Lexogen’s RNA-seq solutions for FFPE cancer studies

FFPE samples play a crucial role in cancer research and oncology, offering a stable sample type essential for experimental studies, diagnostics, biomarker identification, and drug development target studies. These collections hold immense potential for advancing the understanding and treatment of various human diseases. FFPE samples are highly valuable yet contain compromised, low-quality, and degraded RNA, making them challenging to work with from the point of view of next-generation sequencing.

To address these challenges, specialised RNA-Seq library preparation kits are required. These kits must possess exceptional sensitivity and the capability to generate libraries from degraded RNA samples. For differential expression analysis of FFPE samples, both whole transcriptome sequencing (WTS) and 3′ mRNA-Seq are effective methods. Lexogen offers tailored solutions for both approaches, ensuring reliable and accurate results.

The SPLIT One-step FFPE RNA Extraction and Lexogen FFPE Library Prep Kits provide a seamless end-to-end workflow for efficiently handling the most challenging FFPE material. This comprehensive solution includes data analysis on Kangooroo, Lexogen’s user-friendly web-based platform for NGS data processing.

Figure 1. Lexogen's FFPE RNA library preparation workflow.

FFPE gene expression profiling

Lexogen’s QuantSeq FFPE 3’ mRNA-Seq gene expression kit offers a fast and cost-effective solution, specifically designed and validated for FFPE samples from a variety of tissues and organisms. Utilising 3’ mRNA-seq technology, it targets the polyA tail of polyadenylated transcripts, ensuring one read per transcript, significantly lowering sequencing depth requirements, as well as costs for data analysis and storage. Additionally, 3’ mRNA-Seq eliminates the need for pre-processing steps like mRNA enrichment or rRNA depletion, streamlining the workflow and reducing both processing steps and consumable usage.

Figure 2. QuantSeq FFPE library preparation workflow.

FFPE whole transcriptome sequencing

Paired with RiboCop for enzyme-free rRNA depletion, CORALL FFPE Whole Transcriptome RNA-Seq enables in-depth, comprehensive analysis of the entire transcriptome, covering all RNA molecules, including non-polyadenylated and long non-coding RNAs. It also facilitates isoform detection, analysis of fusion transcripts, alternative splicing events, transcriptome assembly, and more. Whole transcriptome sequencing studies often follow gene expression analysis to unravel molecular mechanisms underlying the changes in expression.

Figure 3. CORALL FFPE whole transcriptome library preparation workflow.

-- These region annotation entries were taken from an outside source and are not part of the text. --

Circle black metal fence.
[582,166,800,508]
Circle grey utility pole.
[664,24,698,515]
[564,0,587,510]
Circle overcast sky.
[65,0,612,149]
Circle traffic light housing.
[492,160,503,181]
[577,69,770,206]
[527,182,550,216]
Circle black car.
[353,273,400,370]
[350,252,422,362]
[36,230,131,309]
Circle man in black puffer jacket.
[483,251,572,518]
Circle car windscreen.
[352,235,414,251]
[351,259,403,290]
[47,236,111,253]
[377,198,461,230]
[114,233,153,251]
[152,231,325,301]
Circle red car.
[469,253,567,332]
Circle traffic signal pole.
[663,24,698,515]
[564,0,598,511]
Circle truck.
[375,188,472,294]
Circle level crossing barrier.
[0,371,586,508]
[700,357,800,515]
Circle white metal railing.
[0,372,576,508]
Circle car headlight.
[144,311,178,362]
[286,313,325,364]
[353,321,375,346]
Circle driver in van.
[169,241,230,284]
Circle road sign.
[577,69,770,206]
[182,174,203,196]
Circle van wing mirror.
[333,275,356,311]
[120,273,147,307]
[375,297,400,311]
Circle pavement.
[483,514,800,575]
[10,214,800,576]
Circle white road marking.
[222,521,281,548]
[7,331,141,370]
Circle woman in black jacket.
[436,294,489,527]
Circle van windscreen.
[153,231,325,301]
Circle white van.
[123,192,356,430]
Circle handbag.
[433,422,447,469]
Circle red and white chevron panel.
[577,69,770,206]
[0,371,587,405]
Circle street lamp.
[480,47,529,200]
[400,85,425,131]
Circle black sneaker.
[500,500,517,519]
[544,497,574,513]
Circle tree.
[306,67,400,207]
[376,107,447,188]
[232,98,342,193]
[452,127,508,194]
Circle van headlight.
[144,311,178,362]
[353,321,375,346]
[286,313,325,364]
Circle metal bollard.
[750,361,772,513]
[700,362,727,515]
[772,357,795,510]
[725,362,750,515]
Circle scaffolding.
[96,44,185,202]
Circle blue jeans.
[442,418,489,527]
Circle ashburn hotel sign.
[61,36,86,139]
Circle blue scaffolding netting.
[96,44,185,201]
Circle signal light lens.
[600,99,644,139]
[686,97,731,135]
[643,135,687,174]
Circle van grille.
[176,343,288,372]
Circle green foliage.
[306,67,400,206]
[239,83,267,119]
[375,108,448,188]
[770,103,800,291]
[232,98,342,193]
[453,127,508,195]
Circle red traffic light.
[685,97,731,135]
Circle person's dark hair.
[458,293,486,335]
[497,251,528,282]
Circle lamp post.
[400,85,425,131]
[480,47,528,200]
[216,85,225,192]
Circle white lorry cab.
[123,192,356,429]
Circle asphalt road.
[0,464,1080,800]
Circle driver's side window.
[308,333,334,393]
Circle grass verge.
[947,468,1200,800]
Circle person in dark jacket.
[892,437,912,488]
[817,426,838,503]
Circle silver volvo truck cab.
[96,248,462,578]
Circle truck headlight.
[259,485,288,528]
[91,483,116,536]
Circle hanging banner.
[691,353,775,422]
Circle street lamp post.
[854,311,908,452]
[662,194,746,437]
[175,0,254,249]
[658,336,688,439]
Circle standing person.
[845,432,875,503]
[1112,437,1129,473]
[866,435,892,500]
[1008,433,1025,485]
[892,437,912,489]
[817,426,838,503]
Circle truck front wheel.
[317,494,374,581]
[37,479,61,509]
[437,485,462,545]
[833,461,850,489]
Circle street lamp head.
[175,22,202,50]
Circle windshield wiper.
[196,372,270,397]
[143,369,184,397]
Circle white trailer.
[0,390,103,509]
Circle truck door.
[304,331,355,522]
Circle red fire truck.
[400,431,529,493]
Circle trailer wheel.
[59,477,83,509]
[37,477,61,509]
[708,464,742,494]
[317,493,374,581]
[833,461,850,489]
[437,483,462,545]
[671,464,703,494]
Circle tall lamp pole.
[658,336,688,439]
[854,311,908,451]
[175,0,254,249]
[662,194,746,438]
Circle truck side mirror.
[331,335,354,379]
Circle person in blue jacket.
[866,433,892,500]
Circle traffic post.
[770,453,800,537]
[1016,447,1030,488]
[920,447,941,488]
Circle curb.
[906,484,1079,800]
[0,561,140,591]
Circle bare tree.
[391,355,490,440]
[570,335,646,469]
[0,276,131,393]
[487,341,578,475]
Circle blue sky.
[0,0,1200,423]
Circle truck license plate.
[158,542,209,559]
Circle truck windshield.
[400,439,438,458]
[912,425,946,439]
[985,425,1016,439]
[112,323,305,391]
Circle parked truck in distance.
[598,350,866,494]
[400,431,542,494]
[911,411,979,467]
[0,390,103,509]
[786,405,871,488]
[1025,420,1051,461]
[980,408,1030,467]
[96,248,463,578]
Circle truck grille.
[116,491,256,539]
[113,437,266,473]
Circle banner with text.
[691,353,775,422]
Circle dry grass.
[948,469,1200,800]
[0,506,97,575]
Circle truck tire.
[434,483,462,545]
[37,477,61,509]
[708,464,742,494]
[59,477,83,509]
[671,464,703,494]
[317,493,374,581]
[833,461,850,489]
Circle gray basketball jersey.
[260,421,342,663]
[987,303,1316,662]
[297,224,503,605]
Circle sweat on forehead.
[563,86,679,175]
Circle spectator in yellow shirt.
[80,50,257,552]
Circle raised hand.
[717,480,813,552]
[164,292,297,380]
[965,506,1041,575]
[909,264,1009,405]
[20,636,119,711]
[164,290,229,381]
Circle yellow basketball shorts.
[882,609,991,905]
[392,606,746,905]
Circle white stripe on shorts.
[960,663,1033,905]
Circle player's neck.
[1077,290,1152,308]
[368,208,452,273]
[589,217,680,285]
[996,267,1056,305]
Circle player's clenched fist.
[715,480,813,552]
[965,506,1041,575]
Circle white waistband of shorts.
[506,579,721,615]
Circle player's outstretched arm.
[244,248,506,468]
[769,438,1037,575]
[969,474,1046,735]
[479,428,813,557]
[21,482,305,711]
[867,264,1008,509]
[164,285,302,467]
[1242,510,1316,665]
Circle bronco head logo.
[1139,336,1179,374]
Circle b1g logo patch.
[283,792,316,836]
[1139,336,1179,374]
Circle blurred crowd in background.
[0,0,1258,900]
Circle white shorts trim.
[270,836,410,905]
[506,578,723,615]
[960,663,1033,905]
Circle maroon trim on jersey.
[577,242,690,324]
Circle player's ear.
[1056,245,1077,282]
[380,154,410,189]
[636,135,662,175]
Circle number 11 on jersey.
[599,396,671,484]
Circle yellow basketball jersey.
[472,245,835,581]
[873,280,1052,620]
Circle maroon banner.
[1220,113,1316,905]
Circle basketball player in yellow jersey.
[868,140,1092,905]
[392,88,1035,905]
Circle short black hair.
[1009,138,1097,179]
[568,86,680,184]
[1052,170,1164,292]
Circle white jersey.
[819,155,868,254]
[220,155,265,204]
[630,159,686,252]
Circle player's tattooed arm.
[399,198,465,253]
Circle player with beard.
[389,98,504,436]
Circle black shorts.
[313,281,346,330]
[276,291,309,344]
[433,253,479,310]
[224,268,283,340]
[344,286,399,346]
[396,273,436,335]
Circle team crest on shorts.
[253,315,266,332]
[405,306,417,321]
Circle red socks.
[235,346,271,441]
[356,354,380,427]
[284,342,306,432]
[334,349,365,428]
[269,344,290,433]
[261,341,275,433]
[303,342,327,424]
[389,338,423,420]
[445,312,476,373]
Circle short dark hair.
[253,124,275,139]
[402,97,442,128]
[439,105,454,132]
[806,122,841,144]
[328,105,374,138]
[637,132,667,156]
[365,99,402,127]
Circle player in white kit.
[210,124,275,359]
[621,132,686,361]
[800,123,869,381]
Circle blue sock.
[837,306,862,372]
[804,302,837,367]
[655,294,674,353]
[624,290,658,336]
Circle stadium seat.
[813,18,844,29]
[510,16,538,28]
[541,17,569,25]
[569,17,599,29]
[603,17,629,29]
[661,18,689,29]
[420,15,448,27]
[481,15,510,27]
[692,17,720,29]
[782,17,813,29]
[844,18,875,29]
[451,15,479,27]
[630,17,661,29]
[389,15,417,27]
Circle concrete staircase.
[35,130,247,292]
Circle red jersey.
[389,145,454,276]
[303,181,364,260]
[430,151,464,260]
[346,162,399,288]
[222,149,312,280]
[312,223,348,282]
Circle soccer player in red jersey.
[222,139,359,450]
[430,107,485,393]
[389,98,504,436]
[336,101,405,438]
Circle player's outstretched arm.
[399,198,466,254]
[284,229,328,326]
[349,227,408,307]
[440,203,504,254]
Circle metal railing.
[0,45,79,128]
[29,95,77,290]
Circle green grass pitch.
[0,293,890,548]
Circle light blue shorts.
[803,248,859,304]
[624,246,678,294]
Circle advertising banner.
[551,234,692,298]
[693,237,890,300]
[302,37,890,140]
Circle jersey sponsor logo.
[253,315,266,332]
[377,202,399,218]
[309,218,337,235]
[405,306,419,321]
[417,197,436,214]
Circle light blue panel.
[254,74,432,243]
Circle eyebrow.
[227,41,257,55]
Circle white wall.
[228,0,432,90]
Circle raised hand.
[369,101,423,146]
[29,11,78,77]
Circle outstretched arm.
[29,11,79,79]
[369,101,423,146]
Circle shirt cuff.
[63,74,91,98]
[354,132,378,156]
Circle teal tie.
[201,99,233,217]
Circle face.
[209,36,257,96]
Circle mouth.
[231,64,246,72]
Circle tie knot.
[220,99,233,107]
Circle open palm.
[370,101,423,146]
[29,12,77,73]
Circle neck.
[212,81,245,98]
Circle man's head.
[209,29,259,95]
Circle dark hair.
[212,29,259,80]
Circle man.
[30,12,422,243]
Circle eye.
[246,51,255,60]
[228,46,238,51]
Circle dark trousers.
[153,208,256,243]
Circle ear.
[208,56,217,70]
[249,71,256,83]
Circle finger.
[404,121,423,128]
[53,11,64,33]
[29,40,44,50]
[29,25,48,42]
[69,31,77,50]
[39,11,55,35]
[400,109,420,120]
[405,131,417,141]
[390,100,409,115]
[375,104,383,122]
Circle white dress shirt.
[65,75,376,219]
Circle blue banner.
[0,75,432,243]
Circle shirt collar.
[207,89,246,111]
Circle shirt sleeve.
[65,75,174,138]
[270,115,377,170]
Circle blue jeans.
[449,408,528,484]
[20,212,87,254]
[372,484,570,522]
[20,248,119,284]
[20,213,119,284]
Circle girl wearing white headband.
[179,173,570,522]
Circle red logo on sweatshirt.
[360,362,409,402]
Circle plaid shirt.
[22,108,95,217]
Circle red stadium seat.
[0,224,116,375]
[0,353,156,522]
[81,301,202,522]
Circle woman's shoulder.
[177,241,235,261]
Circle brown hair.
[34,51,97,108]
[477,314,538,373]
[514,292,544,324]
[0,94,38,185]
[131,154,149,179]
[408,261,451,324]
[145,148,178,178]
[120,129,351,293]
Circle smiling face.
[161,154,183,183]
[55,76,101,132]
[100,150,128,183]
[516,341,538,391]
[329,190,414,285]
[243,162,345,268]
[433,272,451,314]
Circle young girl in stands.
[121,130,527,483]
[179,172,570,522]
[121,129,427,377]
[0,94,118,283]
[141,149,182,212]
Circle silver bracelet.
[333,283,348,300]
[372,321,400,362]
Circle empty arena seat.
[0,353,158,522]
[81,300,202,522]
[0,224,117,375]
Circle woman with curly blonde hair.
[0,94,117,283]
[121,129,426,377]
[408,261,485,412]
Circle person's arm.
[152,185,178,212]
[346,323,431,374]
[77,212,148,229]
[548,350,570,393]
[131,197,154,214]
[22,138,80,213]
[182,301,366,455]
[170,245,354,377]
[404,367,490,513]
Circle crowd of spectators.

Choosing which analysis is best for your FFPE samples

This choice depends on the experimental aim, i.e., if quantitative or qualitative data is required, on the RNA molecules of interest (e.g., mRNA. lncRNA, etc.), and economical factors around the project. For example, budget, sample availability, and data storage can also be important aspects to consider when deciding for one approach over another. There is a high degree of overlap in gene detection for FFPE samples processed with 3′ mRNA-Seq (using QuantSeq FFPE) and fragmentation-free whole transcriptome RNA-Seq (using CORALL FFPE). The results demonstrate that 3′ mRNA-Seq and whole transcriptome RNA-Seq are equally effective and suitable for looking at gene expression from archived FFPE samples.